Even the longest-running and most tradition-bound of the majors, Wimbledon, is abandoning line judges and moving to an automatic system this year. The WTA and ATP added machine-generated rulings this season for tour events on red clay, the surface at the French Open. But Grand Slam hosts can do what they want, and the French tennis federation is keeping the human element.

 

Djokovic, the 24-time major champion scheduled to play his first-round match in Paris on Tuesday, understands why folks might prefer the way to keep things the way they were for more than a century in his sport.
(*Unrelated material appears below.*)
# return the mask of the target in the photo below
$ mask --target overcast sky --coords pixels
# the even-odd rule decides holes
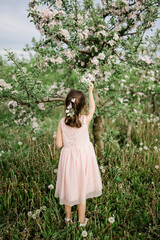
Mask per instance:
[[[95,2],[100,2],[96,0]],[[4,54],[4,48],[17,52],[22,52],[25,44],[31,44],[32,37],[40,39],[39,31],[34,27],[34,23],[27,18],[29,0],[0,0],[0,54]],[[156,28],[160,28],[160,19],[156,22]]]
He gets why there could be an inclination to shy away from too much change in a world now drowning in cell phones and streaming and social media.

 

“You don’t want to give everything away to the technology, right? But if I have to choose between the two, I’m more of a proponent of technology. It’s just more accurate, saves time, and means less people on the court” said Djokovic, 38, who was disqualified from the 2020 US Open for inadvertently hitting an official with a ball hit out of frustration between games.

 

That edition of the tournament in New York only placed line judges on its two largest courts, while others used an electronic setup, a nod to the COVID-19 pandemic. The Australian Open got rid of all line judges in 2021, a first at a tennis major; the US Open did the same later that year. The French Open remains a holdout, and that's not likely to change anytime soon.

 

Some tennis players resort to taking photos

 

No matter the form of officiating, there invariably are times when athletes — perhaps eyesight or faith strained by heat-of-the-moment tension and an eagerness to be correct — just won’t agree with a call. That, in turn, can lead to extended arguments and sometimes a scene seen recently: A player grabs a cell phone from the sideline to snap a photo of a mark in a bid to prove, and win, a point.

 

Aryna Sabalenka, a three-time Slam champ and No. 1 women's player, and Alexander Zverev, a three-time major finalist, did just that, although they weren't the first. Back at the 2013 French Open, Sergiy Stakhovsky put down his racket and took a picture of where a ball had landed during a loss to Richard Gasquet; Stakhovsky said then he’d done it before.